Pemilik akun @ryganii mempunyai penjelasan menarik. AI adalah sebuah robot dan pemrograman, tulisnya. Pemograman identik sama, yaitu read dan write. Gambar-gambar yang dikirim ke AI cuma di-scan (read) dan di-store (write) ke memori AI. Jika ada yang bilang “membuat karya baru” dari AI, ini salah banget. Sebetulnya si AI ini cuma mengambil informasi yang ada di memorinya, lalu di manipulasi dan dikombinasi seolah-olah karya baru. Kesimpulannya, gambar yang dihasilkan AI adalah hasil manipulasi karya orang lain. Satu gambar AI bisa terdiri dari ribuan gambar yang disatukan. Makanya hasil gambar AI lebih halus dan rapi.
Hak Cipta
Permasalahannya, apakah gambar-gambar yang dihasilkan AI tidak bermasalah dengan hak cipta? Pemilik akun @sufisijawara memberi jawaban. Pada dasarnya AI memang tidak bisa menciptakan, karena apa yang dihasilkan AI adalah hasil re-create dari berbagai data training. Makanya hasil yang dibuat AI tidak memiliki hak cipta karena prosesnya tanpa campur tangan manusia.
Perlindungan hak cipta jurnalisme menjadi sangat serius. Sebab, akses terhadap informasi dan data oleh AI berpotensi besar melanggar hak ciptaJika dikaji keseluruhan, sebagian besar komentar para netizen di tagar #TolakGambarAI tersebut adalah masalah hak cipta. Di satu sisi, para seniman berkarya, menumpahkan segala daya kreasinya, memperhitungkan segala sisi artistik dan seringkali membutuhkan waktu berhari-hari untuk menghasilkan karya yang sempurna. Namun di sisi lain, teknologi AI mengambil hasil karya para seniman dan di-create lagi dengan bentuk baru, tanpa ada penghargaan bahkan ijin dari pencipta beragam karya tersebut.
“Memang dilematis” komentar Doddy Hernanto alias Mr D, seniman digital yang menciptakan karya inovasi QR Art, saat ditanyakan pendapatnya tentang fenomena gambar AI tersebut, Sabtu (7/1/2024).
Menurutnya, AI adalah generator yang semakin pintar karena di input. AI tidak mengenal hak cipta. Bisa mengambil karya melalui scan karya seni orang lain tanpa ijin. Oleh karena itu harus disikapi secara bijak, dan mencari info lebih dalam mengenai AI dari berbagai sumber, seperti buku, artikel maupun website. Sebagai seniman digital, Mr D mengaku tidak menggunakan AI. Lukisan yang ia buat, murni ia lukis sendiri. Kemudian dengan teknik coding, lukisan itu bisa di scan dan menghasilkan jejak rekam digital obyek lukisan.

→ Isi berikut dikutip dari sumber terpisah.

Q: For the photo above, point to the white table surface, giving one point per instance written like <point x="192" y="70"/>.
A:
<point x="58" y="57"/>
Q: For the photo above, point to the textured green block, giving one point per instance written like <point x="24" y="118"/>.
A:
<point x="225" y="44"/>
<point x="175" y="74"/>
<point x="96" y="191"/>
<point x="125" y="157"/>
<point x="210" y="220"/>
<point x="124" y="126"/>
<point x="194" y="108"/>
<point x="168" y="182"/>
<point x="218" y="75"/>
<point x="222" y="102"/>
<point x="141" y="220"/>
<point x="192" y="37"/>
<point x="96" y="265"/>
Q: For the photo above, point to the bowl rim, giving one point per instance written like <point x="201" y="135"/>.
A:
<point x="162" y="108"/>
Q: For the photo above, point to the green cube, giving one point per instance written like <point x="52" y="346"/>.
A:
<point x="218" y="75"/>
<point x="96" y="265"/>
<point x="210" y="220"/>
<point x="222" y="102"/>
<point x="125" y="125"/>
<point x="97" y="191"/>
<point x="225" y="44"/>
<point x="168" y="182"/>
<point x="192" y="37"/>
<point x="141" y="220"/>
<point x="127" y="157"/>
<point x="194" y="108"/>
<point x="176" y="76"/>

Masalah pelanggaran hak cipta oleh AI sebenarnya bukanlah hal yang baru. Kebetulan, pemakaian gambar AI untuk kampanye paslon 02 menjadi pemantik sehingga masalah lama itu muncul kembali dan menjadi perdebatan seru di X.
Dalam acara Indonesia Digital Conference 2023 bertajuk ‘Artificial Intelligence for Business Transformation: Tantangan Etik, Inovasi, Produktivitas, dan Daya Saing di berbagai Sektor’ yang digelar secara virtual, bulan Agustus 2023 lalu di Jakarta, Wamenkominfo Nezar Patria mengatakan, Teknologi kecerdasan buatan atau artificial intelligence (AI) seperti ChatGPT dinilai melanggar hak cipta jurnalisme. Perlindungan hak cipta jurnalisme menjadi sangat serius. Sebab, akses terhadap informasi dan data oleh AI berpotensi besar melanggar hak cipta. Oleh karena pemerintah tengah menyusun Peraturan Presiden alias Perpres Publisher Rights.
Menurut Wamenkominfo, kehadiran teknologi kecerdasan buatan mengkhawatirkan. Sebab, AI mengambil data, kemudian digunakan untuk menciptakan sesuatu yang baru. Hal itu bisa merugikan pencipta konten, terutama karya-karya yang dilindungi oleh hak cipta termasuk berita yang dibuat oleh jurnalis.